If you can't make the syrup, try using ginger ale and omit the club soda if you can’t make the syrup. For cocktails, try light rum is also a tasty addition or try a dry sparkling wine instead of club soda.
Pomegranate-Ginger-Chile Nojito Cocktail
- glasses (8 ounces or less)
- 2 saucers
- cocktail shaker
- ¾ ounce Ginger-Habanero syrup (recipe below)
- 1 ounce pomegranate juice (plus some for rimming glasses)
- ½ lime (quartered)
- 8 fresh mint leaves
- 3 ounces chilled club soda
- 1 cup granulated sugar
- 1 cup water
- 6 ounces simple syrup (hot)
- 4 teaspoons chopped fresh ginger
- ½ habanero chile (seeded)
Simple Syrup (make ahead)
- Mix the sugar and water in the sauce pan and bring to a boil.
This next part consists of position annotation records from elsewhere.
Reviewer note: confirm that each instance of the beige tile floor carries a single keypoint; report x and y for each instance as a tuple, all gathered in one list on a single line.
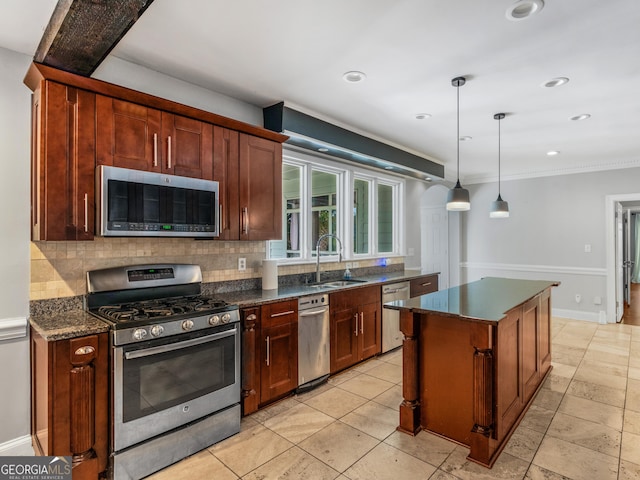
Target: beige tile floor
[(583, 424)]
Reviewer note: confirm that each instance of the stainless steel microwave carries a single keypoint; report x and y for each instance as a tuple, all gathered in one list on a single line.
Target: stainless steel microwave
[(133, 203)]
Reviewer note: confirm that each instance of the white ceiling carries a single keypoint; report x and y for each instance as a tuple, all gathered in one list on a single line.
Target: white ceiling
[(297, 50)]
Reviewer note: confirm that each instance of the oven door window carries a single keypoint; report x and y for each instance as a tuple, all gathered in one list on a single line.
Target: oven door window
[(161, 375)]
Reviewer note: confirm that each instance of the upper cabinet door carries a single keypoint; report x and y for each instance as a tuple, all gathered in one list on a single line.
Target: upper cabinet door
[(187, 147), (63, 163), (260, 188), (128, 135), (225, 171)]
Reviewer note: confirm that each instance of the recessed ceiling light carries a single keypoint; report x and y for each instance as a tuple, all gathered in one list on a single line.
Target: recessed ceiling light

The sugar should dissolve completely. Let cool completely and transfer to a jar or squeeze bottle. Makes about 12 ounces, and will keep for up to 1 month in the refrigerator.
Ginger-Habanero Syrup (make ahead)
- Heat the simple syrup and add the ginger and habanero. Steep for 10 minutes, then strain into an airtight container. Refrigerate for up to 2 weeks.
- Pour a little pomegranate juice onto a saucer and some sugar onto another saucer. Dip the edge of the glasses into the juice then into the sugar. Add ice and set glasses aside.
- In the cocktail shaker, muddle the lime wedges, mint leaves, and ginger-habanero syrup. Add 1 ounce of pomegranate juice and ice, then shake well. Strain into the prepared glass and stir in the club soda.
Maija Haavisto says
Sounds yummy. I think the best ginger syrup, however, is made as a byproduct of candied ginger (in fact the only reason why I make candied ginger!).
For some reason I never thought of making the sugar edging of glasses with anything but water. Much prettier with juice!